Parte dai numeri la IX Convention di Federfarma Servizi a Roma. La sigla rappresenta il comparto delle Società di Farmacisti occupate nella distribuzione intermedia di farmaci e dispositivi medici: 10mila farmacie servite, 850 milioni di confezioni movimentate, 150 milioni di chilometri percorsi per una gestione complessiva di 15 milioni di consegne: “Cifre impressionanti cui fanno da contraltare quelle decisamente esigue che descrivono i margini di remunerazione del settore stesso: per ogni confezione gestita, infatti, i distributori sostengono un costo di 90 centesimi, a fronte del recupero di 60. Il calcolo è presto fatto e il risultato è di segno negativo: una perdita secca di 30 centesimi a unità”, sottolinea Fedefarma Servizi in una nota.

Da un lato, quindi, un servizio essenziale per la comunità “che mantiene standard di qualità elevatissimi”; dall’altro, quindici anni di mancato aggiornamento della remunerazione “che in combinazione con l’aumento dei costi ha reso il medesimo servizio, nei fatti, insostenibile”.

I distributori chiedono da tempo misure adeguate e accolgono con soddisfazione la Manovra di Bilancio 2025, che in bozza sembra aprire degli spiragli per il comparto: l’articolo 57 del DDL Bilancio introduce infatti una “Rideterminazione delle quote di spettanza delle aziende farmaceutiche e dei grossisti”, aumentando il margine di questi ultimi dello 0,65%, “dopo oltre quindici” anni. Inoltre, prevede un contributo aggiuntivo di 5 centesimi euro per ogni confezione di farmaco di classe A distribuita, con un limite massimo di 50 milioni di euro per gli anni 2026 e 2027.

“Dopo anni di appelli, qualcosa si muove – commenta il presidente di Federfarma Servizi, Antonello Mirone – e questi interventi potrebbero rappresentare una boccata di ossigeno per un settore che, nonostante i numerosi ostacoli, continua a svolgere un ruolo determinante nella filiera della salute, con un impatto diretto e positivo sulla vita della collettività”.

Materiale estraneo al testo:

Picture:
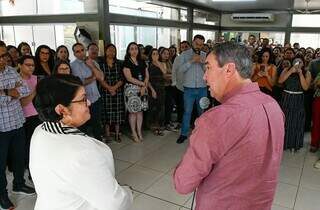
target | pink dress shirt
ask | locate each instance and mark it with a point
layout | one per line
(29, 109)
(234, 154)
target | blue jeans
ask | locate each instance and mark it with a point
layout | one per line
(190, 96)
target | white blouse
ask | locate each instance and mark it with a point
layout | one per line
(72, 171)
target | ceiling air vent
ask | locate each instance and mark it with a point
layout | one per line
(252, 17)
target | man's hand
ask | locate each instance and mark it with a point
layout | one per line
(196, 59)
(13, 93)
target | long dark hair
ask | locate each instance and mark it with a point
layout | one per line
(268, 50)
(58, 63)
(37, 59)
(57, 51)
(52, 91)
(105, 52)
(150, 54)
(21, 45)
(127, 56)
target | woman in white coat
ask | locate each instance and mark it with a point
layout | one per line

“Si devono proprio alla distribuzione intermedia, infatti, continuità e puntualità nella disponibilità di farmaci e dispositivi medici in farmacia, che garantiscono l’accesso alle cure per tutta la cittadinanza – spiega Monica Lupo, DG di Federfarma Servizi – anche nelle aree meno servite, come quelle interne e rurali. La Distribuzione Intermedia è il ponte tra l’industria farmaceutica e i cittadini, un anello della filiera che non solo è indispensabile ma costituisce un servizio meritorio per l’impegno quotidiano nel garantire il pieno esercizio del diritto alla salute”.

Oggi Federfarma Servizi riunisce 19 Aziende di Farmacisti distribuite su tutto il territorio italiano che generano un fatturato complessivo di 5,3 miliardi di euro e occupano 3.700 professionisti, di cui il 42% donne e il 28% under 35; dati che mostrano il potenziale di un comparto che pur nelle difficoltà offre un contributo produttivo significativo alla filiera della salute.

“Ad oggi il nostro impegno è immutato – conclude Antonello Mirone – continuiamo a garantire un supporto indispensabile alle farmacie, permettendo loro di rimanere un presidio sanitario territoriale fondamentale, soprattutto per le fasce più deboli della popolazione. Auspichiamo di poterlo fare presto in condizioni di ritrovata sostenibilità”.